COURSE NUMBER: MBA263.1

 

COURSE TITLE: Marketing Analytics

 

UNITS OF CREDIT: 3 Units

 

INSTRUCTOR: Przemek Jeziorski

 

E-MAIL ADDRESS:  przemekj@haas.berkeley.edu

 

CLASS WEB PAGE LOCATION: http://bspace.berkeley.edu

 

MEETING DAY(S)/TIME: Tuesday and Thursday, 9:30 – 11:00AM

 

PREREQUISITE(S): MBA 206

 

CLASS FORMAT: Mixture between lectures, cases, projects, and exercises

 

REQUIRED READINGS: Cases, course reader

 

BASIS FOR FINAL GRADE: Mixture between exercises, project, and class participation

 

ABSTRACT OF COURSE'S CONTENT AND OBJECTIVES:

 

Marketing Analytics addresses how to use customer information and the technology to process it (i.e. databases, analytics, computing systems) in order to learn about and market to individual customers.

 

Advances in the technology to process individual-level customer information have had major effects for Marketing. Many firms now possess much more information about consumers' choices and reactions to marketing campaigns than ever before. However, few firms have the expertise to intelligently act on such information. The goal of this course is to help students develop this expertise. Specifically, the course will teach what it takes to collect, analyze, and act on customer information. For example, we will use sophisticated targeting models to increase marketing ROI in direct marketing campaigns. While we will use many quantitative methods in the course, the goal is *not* to produce experts in statistics. Instead, the goal is to train students to be able to comfortably interact with and manage a marketing analytics team.

 

Marketing is going through an evolution from having been primarily an art to becoming a science. This course teaches students a crucial part of the "science" approach to marketing. We will use a combination of lectures, cases, projects, and exercises to learn the material. This course takes a very hands-on approach and equips students with tools which can be used immediately on the job.

 

Frequently Asked Questions:

 

Q: "How does “Marketing Analytics” differ from "High-Tech Marketing"?"

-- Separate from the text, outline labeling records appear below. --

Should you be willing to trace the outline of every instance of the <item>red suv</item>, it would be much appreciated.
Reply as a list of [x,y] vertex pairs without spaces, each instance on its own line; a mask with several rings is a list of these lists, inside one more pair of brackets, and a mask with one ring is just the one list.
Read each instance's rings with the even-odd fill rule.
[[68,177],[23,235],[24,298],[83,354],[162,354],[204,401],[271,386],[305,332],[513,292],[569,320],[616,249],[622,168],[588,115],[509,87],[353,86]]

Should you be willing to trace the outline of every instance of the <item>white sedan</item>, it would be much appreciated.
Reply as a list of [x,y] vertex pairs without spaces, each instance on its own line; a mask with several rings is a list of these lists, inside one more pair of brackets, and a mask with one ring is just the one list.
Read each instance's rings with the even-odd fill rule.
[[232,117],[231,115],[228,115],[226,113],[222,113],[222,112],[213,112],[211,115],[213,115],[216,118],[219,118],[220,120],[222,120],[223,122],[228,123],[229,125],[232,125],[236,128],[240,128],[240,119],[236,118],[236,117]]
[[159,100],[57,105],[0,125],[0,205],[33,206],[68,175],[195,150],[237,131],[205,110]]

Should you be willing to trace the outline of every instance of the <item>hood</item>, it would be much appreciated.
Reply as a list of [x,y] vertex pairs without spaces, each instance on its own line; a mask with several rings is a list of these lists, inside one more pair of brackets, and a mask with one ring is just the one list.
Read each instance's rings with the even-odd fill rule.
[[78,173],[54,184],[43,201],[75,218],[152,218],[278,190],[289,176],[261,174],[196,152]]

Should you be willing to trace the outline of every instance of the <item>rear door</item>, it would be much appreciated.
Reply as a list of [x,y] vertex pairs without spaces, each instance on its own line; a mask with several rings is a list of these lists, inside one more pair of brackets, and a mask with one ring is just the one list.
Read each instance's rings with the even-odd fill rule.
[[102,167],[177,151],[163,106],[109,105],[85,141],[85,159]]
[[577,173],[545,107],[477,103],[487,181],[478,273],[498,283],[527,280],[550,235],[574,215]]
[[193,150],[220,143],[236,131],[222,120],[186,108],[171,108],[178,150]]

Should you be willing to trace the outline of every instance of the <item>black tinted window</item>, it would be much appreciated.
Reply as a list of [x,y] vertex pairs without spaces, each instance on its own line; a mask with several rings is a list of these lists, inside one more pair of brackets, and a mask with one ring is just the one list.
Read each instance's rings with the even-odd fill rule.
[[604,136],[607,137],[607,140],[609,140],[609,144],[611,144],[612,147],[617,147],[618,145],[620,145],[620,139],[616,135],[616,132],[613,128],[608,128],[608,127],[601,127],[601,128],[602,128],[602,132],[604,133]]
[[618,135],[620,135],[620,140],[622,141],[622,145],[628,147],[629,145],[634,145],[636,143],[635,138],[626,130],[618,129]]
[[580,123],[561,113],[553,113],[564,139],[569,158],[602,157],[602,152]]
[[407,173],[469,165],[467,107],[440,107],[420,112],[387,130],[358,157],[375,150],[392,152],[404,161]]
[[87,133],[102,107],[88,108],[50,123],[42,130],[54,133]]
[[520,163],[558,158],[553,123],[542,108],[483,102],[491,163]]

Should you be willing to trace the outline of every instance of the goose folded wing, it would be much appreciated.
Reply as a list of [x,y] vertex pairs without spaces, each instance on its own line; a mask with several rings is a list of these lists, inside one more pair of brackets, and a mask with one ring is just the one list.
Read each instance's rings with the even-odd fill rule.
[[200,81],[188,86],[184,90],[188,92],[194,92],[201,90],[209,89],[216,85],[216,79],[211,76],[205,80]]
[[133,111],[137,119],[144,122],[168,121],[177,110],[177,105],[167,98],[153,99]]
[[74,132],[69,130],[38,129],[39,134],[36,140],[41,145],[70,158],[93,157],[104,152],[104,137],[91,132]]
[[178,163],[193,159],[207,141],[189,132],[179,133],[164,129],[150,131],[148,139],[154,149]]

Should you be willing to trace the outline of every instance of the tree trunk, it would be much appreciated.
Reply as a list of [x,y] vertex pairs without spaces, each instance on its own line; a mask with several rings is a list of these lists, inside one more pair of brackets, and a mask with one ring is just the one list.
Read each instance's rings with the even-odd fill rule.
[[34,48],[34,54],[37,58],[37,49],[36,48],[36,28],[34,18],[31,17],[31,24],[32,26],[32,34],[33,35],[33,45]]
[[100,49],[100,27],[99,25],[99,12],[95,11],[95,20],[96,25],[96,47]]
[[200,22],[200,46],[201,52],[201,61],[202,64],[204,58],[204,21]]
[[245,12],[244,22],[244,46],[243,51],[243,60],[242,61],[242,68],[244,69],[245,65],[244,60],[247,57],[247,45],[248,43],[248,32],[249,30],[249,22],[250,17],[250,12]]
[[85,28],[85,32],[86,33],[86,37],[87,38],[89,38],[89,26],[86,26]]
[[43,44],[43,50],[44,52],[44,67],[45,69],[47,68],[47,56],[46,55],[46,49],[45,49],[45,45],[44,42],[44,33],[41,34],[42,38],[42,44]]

A: The courses have no overlap. 'High-Tech Marketing' is about marketing high-technology products. "Marketing Analytics" is about using customer information and "technology" (i.e. databases, analytics, computing systems) to market to consumers.

 

Q: "How does "Marketing Analytics" differ from "Marketing Research"?"

A: "Marketing Research" is a broad course that introduces students to a variety of research methods, such as psychological measurement, research design, survey methods, experimentation, etc. In doing so, Marketing Research focuses strongly on collecting data about consumers to understand their overall preferences. In contrast, "Marketing Analytics" starts with the idea that you have a (potentially huge) database containing each individual customer and teaches you how to market to these customers using sophisticated techniques. The two courses complement each other very well. However, you don't need one to take the other.

 

Q: "Do I have to know a lot of statistics to succeed?"

A: Absolutely not. While we will use statistics to analyze customer information and many of the assignments require you to use statistical techniques, all you need will be introduced in class with plenty of opportunity to get familiar with it.

 

BIOGRAPHICAL SKETCH:

Professor Jeziorski is an empirical economist specializing in industrial organization, regulation and quantitative marketing. His work spans across variety of topics including: mergers and acquisitions, on-line advertising, mobile banking systems and cancer prevention. Recently, Professor Jeziorski has been working with Gates Foundation to establish the impact of transaction cost and vendor lock-in on diffusion of mobile peer-to-peer payment systems in Africa.

In another project, Jeziorski works with Microsoft Research to describe an interaction between conventional branding and the efficacy of on-line sponsored search advertising. In particular, he describes that strong conventional brands do not experience so-called position effect, that is, ads of strong brands do not benefit from top advertising slots as much as ads of weak brands. As a consequence, strongly branded advertisers should have similar willingness to pay for top ad slots and for inferior ad slots, whereas weak brands should strongly prefer top slots.

 

Going beyond business applications of marketing analytics, Professor Jeziorski has been working with the cancer registry in Singapore to establish a causal impact of early breast cancer screening on cancer mortality rates.